Em primeiro lugar, porque uma corrente filosófica, iniciada com Pitágoras e Platão, mantida por Galileu, Descartes, Newton e Leibniz, afirma que o mundo é em si mesmo matemático, isto é, a estrutura da realidade é de tipo matemático. Essa concepção garantiu o surgimento da física matemática moderna.
Em segundo lugar, porque o desenvolvimento da álgebra contemporânea e das chamadas geometrias não-euclidianas (ou geometrias imaginárias) deram à matemática uma liberdade de criação teórica sem precedentes, justamente por haver abandonado a idéia de que a estrutura da realidade é matemática. Nesse segundo caso, como já dizia Kant, a matemática é uma pura invenção do espírito humano, uma construção imaginária rigorosa e perfeita, mas sem objetos correspondentes no mundo.

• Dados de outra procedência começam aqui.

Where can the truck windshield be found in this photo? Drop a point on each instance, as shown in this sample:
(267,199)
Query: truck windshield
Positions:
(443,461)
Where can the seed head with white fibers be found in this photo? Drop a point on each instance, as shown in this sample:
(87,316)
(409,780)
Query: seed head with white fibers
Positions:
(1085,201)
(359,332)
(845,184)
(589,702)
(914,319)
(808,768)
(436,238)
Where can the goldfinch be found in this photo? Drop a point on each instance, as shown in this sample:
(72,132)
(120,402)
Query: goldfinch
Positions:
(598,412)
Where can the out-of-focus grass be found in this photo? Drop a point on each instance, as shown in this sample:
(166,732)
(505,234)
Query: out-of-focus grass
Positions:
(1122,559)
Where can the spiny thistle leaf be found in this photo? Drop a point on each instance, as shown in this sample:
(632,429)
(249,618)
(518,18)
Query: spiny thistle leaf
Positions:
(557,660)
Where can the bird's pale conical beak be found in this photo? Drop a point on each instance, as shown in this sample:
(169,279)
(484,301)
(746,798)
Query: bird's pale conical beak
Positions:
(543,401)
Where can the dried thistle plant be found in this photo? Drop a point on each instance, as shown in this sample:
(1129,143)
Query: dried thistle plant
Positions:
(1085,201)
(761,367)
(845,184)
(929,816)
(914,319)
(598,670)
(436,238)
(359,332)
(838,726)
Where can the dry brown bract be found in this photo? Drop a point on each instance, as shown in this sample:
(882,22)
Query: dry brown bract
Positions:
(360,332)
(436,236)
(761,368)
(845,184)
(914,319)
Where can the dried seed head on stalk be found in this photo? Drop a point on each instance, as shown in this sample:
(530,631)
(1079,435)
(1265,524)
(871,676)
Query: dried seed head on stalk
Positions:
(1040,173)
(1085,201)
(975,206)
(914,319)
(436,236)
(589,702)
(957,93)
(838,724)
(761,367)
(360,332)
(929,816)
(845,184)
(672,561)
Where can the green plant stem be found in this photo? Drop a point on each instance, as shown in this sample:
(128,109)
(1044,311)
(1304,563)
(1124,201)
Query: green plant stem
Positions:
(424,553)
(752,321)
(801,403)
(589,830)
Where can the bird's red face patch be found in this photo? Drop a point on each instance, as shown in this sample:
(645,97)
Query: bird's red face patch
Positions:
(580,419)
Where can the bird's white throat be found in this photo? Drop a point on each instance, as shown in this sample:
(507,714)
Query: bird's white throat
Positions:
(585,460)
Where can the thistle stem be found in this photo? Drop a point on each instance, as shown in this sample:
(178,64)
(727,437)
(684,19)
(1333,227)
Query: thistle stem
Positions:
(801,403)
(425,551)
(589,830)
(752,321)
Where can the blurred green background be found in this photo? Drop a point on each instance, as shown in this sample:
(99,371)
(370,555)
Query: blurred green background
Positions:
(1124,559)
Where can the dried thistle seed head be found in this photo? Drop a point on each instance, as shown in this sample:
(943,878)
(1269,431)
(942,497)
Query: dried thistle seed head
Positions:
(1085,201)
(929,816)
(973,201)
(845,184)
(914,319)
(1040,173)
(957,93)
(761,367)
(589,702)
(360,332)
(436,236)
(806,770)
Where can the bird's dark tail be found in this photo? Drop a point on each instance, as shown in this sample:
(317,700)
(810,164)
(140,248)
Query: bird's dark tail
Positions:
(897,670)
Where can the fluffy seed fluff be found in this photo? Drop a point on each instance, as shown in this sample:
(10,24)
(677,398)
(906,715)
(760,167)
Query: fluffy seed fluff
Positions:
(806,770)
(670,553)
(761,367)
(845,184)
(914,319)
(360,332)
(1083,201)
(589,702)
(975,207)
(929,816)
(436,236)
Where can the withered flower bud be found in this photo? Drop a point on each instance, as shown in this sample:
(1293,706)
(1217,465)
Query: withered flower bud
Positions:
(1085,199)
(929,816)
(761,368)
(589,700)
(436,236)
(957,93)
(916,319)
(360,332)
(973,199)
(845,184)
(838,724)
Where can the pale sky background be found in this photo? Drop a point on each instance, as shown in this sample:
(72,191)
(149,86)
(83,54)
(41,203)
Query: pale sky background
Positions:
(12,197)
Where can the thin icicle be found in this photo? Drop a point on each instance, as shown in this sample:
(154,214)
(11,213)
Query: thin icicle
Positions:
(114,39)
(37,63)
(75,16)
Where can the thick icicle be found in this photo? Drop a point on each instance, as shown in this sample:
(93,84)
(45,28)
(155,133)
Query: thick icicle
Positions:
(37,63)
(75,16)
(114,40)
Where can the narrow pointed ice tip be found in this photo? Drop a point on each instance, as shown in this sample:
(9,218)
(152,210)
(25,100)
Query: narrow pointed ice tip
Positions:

Em terceiro lugar, porque, em nosso século, o avanço da criação e da construção matemáticas foi decisivo para o surgimento da teoria da relatividade, na física, da teoria das valências, na química, e da teoria sobre o ácido desoxirribonucléico, na biologia. Em outras palavras, quanto mais avançou a invenção e a criação matemática, tanto mais ela tornou-se útil para as ciências da Natureza, fazendo com que, agora, tenhamos que indagar: Os objetos matemáticos existem realmente (como queriam Platão, Galileu e Descartes), formando a estrutura do mundo, ou esta é uma pura construção teórica e por isso pode valer-se da construção matemática?

Fonte: CHAUÍ, Marilena. Convite à Filosofia. São Paulo: Ed. Ática, 2000.